O drama dos McCann tem a maior cobertura mundial jamais vista num caso do género. A rede de influências sobe até ao gabinete do primeiro-ministro britânico, Gordon Brown.
MORTE EM ROUPA E NO PELUCHE
O odor a cadáver na roupa de Kate McCann e no peluche de Maddie – visto até então como a imagem da perda nas mãos da médica – foi despistado por cães da polícia. Kate justificou a descoberta com o facto de ser médica. Na sua actividade profissional, disse, tinha contactado com cadáveres na semana anterior ao período das férias algarvias.

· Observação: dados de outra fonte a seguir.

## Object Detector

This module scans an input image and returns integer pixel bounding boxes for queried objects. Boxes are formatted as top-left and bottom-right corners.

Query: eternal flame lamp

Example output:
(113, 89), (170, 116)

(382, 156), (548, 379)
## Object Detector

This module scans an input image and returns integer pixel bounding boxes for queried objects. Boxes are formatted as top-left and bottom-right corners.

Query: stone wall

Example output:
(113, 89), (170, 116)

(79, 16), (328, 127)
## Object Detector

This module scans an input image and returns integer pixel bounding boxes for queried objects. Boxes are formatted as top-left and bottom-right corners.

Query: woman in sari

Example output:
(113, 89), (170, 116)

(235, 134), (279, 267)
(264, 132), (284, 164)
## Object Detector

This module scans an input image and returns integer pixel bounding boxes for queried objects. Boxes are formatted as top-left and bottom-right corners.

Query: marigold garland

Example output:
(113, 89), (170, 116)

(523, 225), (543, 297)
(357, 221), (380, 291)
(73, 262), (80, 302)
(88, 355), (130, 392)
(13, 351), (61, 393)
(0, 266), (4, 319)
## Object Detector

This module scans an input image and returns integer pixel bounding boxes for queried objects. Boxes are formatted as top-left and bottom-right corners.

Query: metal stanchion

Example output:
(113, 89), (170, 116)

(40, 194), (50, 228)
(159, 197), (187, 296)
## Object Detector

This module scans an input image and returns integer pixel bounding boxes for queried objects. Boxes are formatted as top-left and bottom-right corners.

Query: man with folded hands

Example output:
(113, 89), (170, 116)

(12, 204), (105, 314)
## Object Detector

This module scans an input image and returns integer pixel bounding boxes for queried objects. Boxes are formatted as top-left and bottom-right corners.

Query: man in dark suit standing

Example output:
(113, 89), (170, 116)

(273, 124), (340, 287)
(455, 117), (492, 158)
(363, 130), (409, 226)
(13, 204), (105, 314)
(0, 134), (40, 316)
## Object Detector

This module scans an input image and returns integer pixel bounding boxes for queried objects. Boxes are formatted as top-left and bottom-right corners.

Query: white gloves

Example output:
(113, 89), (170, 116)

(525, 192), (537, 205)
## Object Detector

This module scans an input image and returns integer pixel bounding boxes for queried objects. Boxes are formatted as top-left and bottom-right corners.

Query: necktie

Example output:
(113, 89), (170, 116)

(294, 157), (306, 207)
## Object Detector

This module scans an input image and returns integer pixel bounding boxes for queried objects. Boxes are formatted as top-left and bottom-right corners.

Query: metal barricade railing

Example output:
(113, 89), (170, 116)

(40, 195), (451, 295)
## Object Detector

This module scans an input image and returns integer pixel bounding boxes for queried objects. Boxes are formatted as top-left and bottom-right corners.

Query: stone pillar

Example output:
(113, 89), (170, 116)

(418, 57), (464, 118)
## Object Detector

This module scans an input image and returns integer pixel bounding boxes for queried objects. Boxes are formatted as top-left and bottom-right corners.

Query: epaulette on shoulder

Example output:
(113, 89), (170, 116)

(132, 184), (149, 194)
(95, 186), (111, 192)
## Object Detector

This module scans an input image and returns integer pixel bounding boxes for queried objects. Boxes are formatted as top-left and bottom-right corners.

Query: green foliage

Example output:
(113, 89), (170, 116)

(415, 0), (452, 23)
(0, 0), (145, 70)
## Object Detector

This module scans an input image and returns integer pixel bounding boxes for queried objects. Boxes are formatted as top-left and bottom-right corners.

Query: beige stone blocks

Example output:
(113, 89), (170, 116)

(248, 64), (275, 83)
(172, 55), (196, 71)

Kate apontou a mesma razão para o odor mórbido no peluche cor-de-rosa. Também ele tinha estado nos serviços clínicos. Outro dado importante para a investigação portuguesa: no Renault Scenic alugado foram encontrados vestígios de sangue compatíveis em quase 100% com o da menina desaparecida.
REGRESSO A INGLATERRA
Kate e Gerry sempre disseram que não abandonariam o Algarve enquanto não se soubesse o que tinha acontecido à filha mais velha. Mas, no último domingo, embarcaram no aeroporto de Faro rumo a Londres, imediatamente depois de terem comparecido, em separado e durante várias horas, perante a Polícia Judiciária.
A tese do desaparecimento começava a ceder a uma outra, a da morte de Maddie; Kate era suspeita de saber mais do que havia já dito. Para os McCann, a chegada a casa teve o sabor de ‘home, sweet home’ (lar, doce lar), a família esperava-os. À porta, o circo mediático reforçou-se.
Nesta semana, para uma visita ao parque infantil, o assessor da família pediu a compreensão das perguntas, para os gémeos poderem brincar em paz.